Da nossa gente. Na nossa terra. Com muita alegria.
Aos trinta e três anos sinto falta de não ter começado uma faculdade. Mas acredito que pude construir um trabalho sólido.
Me sinto deslumbrado sobre como as coisas se desenrolaram. Um caminho que beira o aleatório na busca pela sobrevivência mas que, ao observar agora, percebo que me conduziu a momentos mágicos. Não é racional, soa acidental a maioria das vezes. Só vejo coerência quando olho pra trás e percebo um ciclo encerrado. Compreendo que os desvios me levaram longe dos atalhos e me aproximaram da possibilidade de melhorar. Seja como pessoa, seja como profissional.
Minha procura em fazer fotografias honestas trouxe cenários para além da subsistência. Tenho enorme carinho por todas as pessoas que me ajudaram durante cada passo dessa jornada. No início tinha medo de estar só. Tive sorte: muita gente boa me ensinou e também tive chance de errar.
A vida é uma oportunidade maravilhosa e quer que a gente sorria e siga em frente.
Trabalhar na Secretaria de Assuntos Estratégicos (SAE) foi uma oportunidade bacaníssima.
Sobrevivi à caça às bruxas que fora o desmantelamento da equipe do ministério do professor Marcelo Neri, um economista dinâmico, para trabalhar no time dos garotos do Mangabeira Unger, gente de compromisso existencial com suas causas.
“Esse homem tem boas ideias”, alguém falou durante nossa primeira missão, o Piauí. “Ele tem as melhores”, rebateu o nosso então secretário de Desenvolvimento Sustentável.
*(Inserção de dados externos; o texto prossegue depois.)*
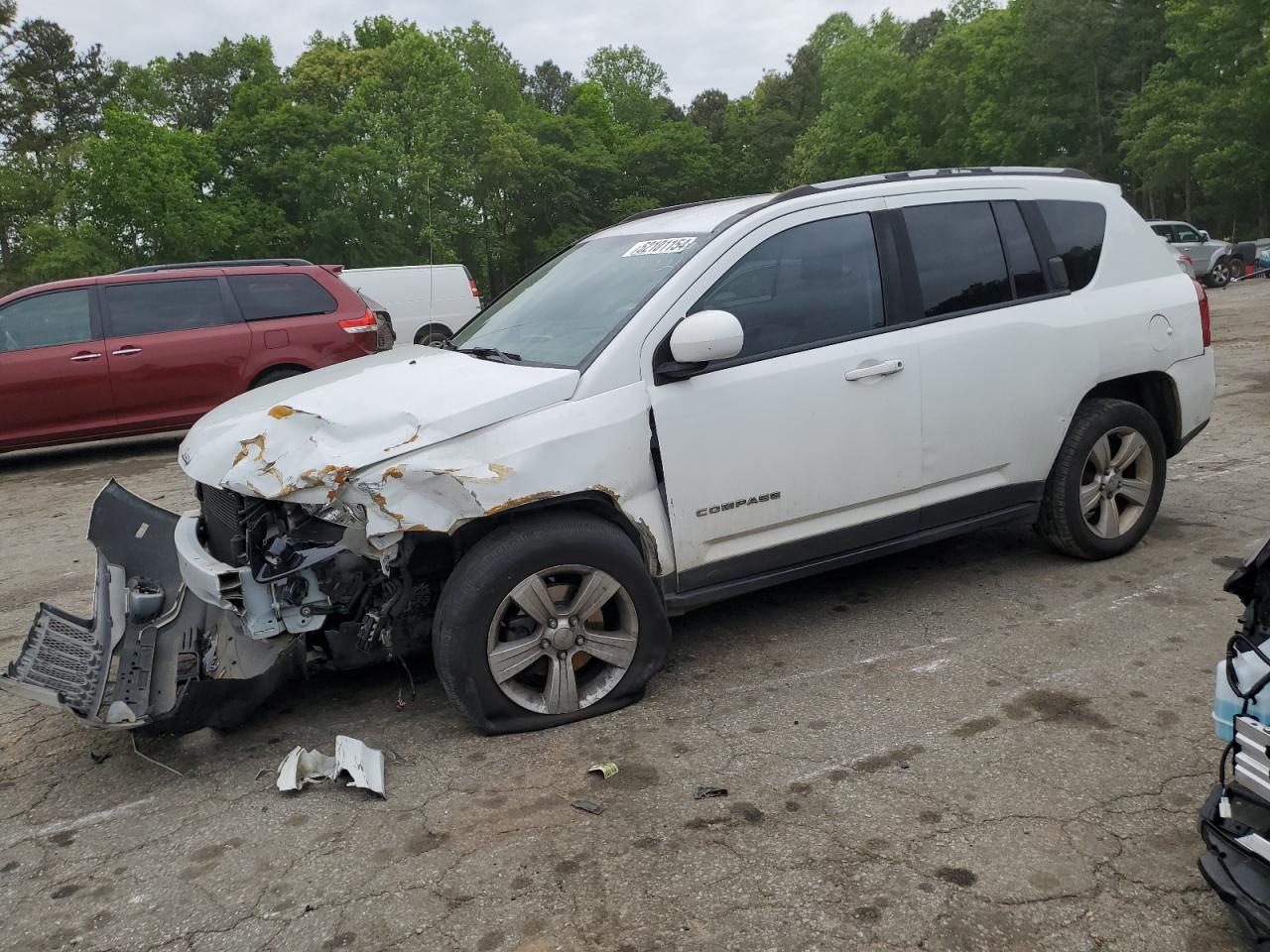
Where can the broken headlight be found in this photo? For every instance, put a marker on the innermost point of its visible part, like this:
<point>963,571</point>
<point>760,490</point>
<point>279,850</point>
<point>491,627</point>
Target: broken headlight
<point>336,512</point>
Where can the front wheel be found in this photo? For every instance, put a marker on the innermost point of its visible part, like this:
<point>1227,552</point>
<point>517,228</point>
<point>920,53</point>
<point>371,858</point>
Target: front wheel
<point>1107,480</point>
<point>547,621</point>
<point>1219,276</point>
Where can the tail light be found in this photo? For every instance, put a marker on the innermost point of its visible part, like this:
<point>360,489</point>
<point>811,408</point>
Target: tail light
<point>1205,321</point>
<point>366,324</point>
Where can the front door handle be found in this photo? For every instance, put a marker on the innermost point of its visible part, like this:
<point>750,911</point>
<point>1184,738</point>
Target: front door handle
<point>883,368</point>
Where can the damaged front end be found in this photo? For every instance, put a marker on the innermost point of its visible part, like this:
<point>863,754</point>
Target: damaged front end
<point>1234,819</point>
<point>199,617</point>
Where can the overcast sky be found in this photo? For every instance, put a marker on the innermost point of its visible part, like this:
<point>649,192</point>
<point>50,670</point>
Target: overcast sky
<point>707,44</point>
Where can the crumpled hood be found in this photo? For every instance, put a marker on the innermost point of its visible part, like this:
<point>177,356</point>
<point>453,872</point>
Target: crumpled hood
<point>314,430</point>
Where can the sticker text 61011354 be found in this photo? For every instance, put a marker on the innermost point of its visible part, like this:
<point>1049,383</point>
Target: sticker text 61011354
<point>658,246</point>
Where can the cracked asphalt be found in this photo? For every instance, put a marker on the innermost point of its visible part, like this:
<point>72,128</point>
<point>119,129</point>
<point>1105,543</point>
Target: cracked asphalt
<point>974,746</point>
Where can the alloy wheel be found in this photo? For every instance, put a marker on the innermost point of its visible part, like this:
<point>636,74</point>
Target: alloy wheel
<point>563,639</point>
<point>1116,483</point>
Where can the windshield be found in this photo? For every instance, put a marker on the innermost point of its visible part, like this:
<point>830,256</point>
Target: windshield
<point>564,309</point>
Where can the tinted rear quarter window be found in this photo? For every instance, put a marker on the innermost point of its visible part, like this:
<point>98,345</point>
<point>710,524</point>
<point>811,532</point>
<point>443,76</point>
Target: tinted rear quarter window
<point>164,306</point>
<point>960,264</point>
<point>1078,230</point>
<point>264,296</point>
<point>46,320</point>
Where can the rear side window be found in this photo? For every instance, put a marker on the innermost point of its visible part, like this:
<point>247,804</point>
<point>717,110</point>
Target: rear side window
<point>46,320</point>
<point>812,284</point>
<point>264,296</point>
<point>164,306</point>
<point>1076,229</point>
<point>960,264</point>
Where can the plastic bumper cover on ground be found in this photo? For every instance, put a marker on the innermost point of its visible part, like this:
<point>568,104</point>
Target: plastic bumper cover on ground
<point>158,654</point>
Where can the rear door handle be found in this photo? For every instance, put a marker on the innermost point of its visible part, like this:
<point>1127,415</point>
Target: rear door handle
<point>875,370</point>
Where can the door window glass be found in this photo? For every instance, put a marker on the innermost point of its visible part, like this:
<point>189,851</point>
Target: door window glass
<point>1076,229</point>
<point>1020,252</point>
<point>812,284</point>
<point>264,296</point>
<point>164,306</point>
<point>960,264</point>
<point>46,320</point>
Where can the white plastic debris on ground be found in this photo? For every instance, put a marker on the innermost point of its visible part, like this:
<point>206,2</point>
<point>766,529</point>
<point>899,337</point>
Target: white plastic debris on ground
<point>363,765</point>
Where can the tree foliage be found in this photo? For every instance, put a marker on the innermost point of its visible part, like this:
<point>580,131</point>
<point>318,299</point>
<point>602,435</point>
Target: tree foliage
<point>394,145</point>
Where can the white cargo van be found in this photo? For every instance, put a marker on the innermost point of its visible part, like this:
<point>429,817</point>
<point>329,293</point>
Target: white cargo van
<point>429,303</point>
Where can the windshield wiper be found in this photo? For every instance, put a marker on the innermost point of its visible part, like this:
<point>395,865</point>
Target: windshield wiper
<point>489,353</point>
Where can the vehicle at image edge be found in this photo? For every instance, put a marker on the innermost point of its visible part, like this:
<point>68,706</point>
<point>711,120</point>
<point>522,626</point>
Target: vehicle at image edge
<point>1234,819</point>
<point>693,404</point>
<point>430,303</point>
<point>1214,262</point>
<point>153,349</point>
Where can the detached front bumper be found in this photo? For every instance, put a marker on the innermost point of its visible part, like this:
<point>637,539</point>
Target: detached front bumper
<point>159,655</point>
<point>1237,862</point>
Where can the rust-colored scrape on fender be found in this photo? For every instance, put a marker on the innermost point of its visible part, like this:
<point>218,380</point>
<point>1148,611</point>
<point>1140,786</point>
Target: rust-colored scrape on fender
<point>258,442</point>
<point>522,500</point>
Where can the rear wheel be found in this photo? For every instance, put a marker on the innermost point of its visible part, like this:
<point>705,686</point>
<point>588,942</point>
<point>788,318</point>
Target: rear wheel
<point>275,376</point>
<point>432,336</point>
<point>548,621</point>
<point>1107,480</point>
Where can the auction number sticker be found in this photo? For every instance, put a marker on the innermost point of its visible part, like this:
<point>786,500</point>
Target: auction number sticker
<point>658,246</point>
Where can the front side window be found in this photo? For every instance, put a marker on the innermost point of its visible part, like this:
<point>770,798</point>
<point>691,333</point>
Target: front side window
<point>46,320</point>
<point>570,306</point>
<point>164,306</point>
<point>813,284</point>
<point>264,296</point>
<point>960,264</point>
<point>1078,229</point>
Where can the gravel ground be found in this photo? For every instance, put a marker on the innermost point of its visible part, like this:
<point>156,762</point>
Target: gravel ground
<point>974,746</point>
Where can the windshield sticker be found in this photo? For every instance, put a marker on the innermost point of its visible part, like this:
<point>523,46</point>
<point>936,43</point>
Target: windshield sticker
<point>658,246</point>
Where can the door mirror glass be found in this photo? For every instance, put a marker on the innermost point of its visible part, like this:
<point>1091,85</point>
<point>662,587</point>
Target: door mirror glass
<point>706,335</point>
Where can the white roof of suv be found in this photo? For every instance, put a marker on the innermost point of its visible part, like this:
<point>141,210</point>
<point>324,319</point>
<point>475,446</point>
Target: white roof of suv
<point>698,217</point>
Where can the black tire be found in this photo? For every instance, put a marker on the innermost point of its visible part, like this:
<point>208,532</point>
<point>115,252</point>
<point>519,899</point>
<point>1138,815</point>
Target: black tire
<point>431,335</point>
<point>275,376</point>
<point>493,567</point>
<point>1061,521</point>
<point>1219,276</point>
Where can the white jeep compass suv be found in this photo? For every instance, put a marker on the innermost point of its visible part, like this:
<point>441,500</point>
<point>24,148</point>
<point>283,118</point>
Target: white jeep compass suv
<point>695,403</point>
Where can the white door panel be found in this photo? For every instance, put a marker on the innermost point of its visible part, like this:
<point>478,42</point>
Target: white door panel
<point>997,391</point>
<point>838,452</point>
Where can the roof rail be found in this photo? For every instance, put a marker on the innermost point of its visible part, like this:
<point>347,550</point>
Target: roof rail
<point>916,176</point>
<point>235,263</point>
<point>651,212</point>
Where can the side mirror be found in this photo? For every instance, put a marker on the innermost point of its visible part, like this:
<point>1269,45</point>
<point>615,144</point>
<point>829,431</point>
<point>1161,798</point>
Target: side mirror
<point>703,336</point>
<point>1058,275</point>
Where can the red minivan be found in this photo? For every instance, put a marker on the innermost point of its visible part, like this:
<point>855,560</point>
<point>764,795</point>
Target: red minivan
<point>153,349</point>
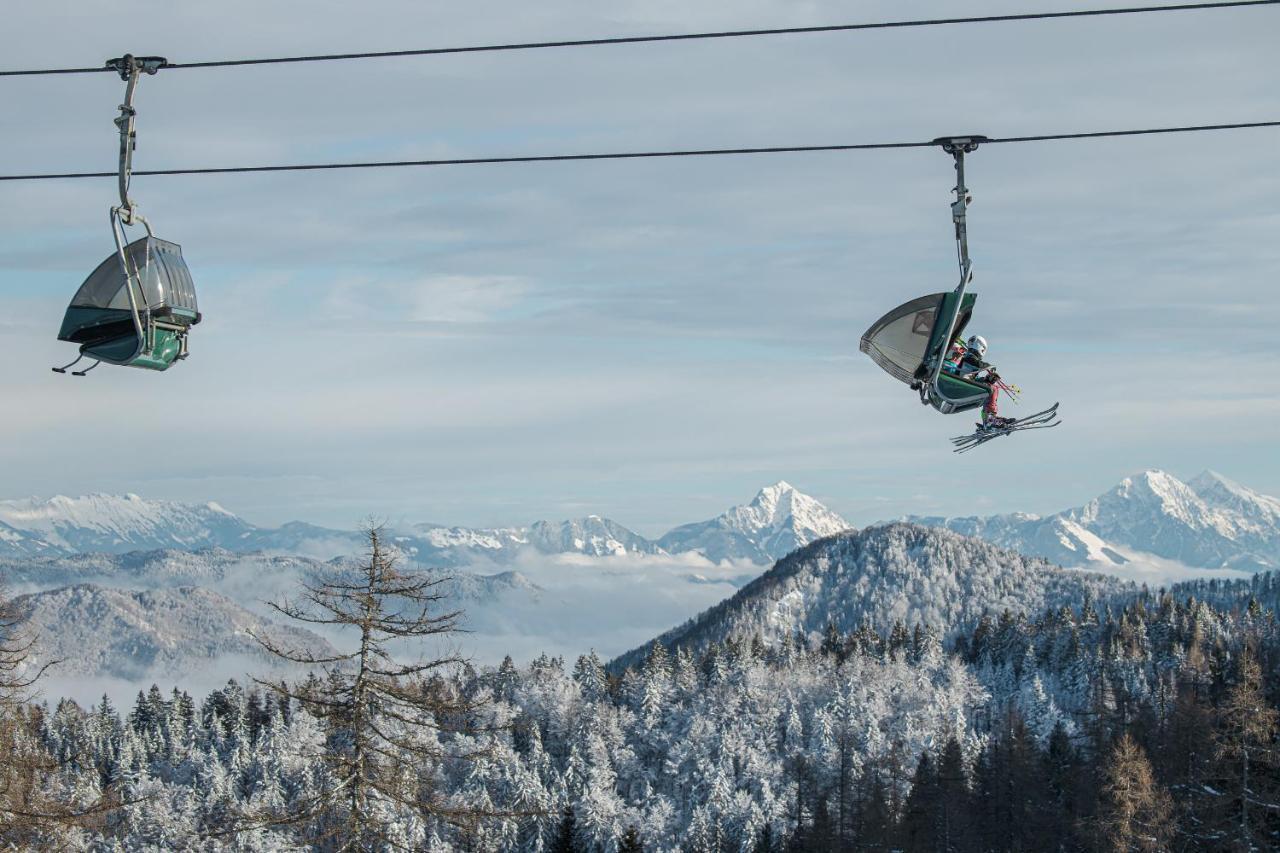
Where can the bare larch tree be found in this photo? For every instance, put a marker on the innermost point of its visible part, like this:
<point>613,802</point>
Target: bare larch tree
<point>383,719</point>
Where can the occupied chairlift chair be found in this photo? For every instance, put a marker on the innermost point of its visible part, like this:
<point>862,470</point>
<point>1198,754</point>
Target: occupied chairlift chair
<point>912,341</point>
<point>137,306</point>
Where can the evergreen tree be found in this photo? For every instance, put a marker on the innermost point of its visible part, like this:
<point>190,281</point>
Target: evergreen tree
<point>1246,746</point>
<point>566,835</point>
<point>630,842</point>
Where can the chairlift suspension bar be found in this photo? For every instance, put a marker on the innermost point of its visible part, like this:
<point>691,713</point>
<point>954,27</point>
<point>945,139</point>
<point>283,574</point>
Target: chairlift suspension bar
<point>956,146</point>
<point>129,67</point>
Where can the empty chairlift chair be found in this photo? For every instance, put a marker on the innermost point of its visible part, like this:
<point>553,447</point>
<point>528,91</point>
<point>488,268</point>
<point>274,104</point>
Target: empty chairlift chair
<point>137,306</point>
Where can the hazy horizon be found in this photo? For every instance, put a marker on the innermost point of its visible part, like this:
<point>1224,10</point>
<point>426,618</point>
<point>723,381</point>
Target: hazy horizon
<point>647,340</point>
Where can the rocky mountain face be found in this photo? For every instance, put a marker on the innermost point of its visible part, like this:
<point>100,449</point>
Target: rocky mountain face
<point>883,575</point>
<point>1147,520</point>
Viajávamos para lugares distantes, pedaços esquecidos do Brasil continental, para semear uma mensagem subversiva. Coisa perigosa, sobre autonomia dos Estados, sobre uma “revolução institucional”. Foi nessa época que fizemos uma reportagem espinhosa sobre prostituição infantil no município de Melgaço, na gigantesca Ilha de Marajó. O fato de meu pai ser marajoara e eu possuir essa ligação com aquele canto remoto me sensibilizou para fotografar um Brasil invisível. Fiquei tão encantado quanto abismado com um povo esquecido, que vive sobre a água mas não dispõe de água pra viver.
Eu estava apaixonado em trabalhar ali. Meus colegas eram maravilhosos, ganhava bem, tinha minha própria mesa com internet e café liberado. Usava barba, botas e meu colete favorito, que adquiri durante os Jogos Paralímpicos de Londres, em 2012. Apesar disso tudo notava muito medo de enclausurar minha fotografia na política, por mais pé-na-estrada que fosse.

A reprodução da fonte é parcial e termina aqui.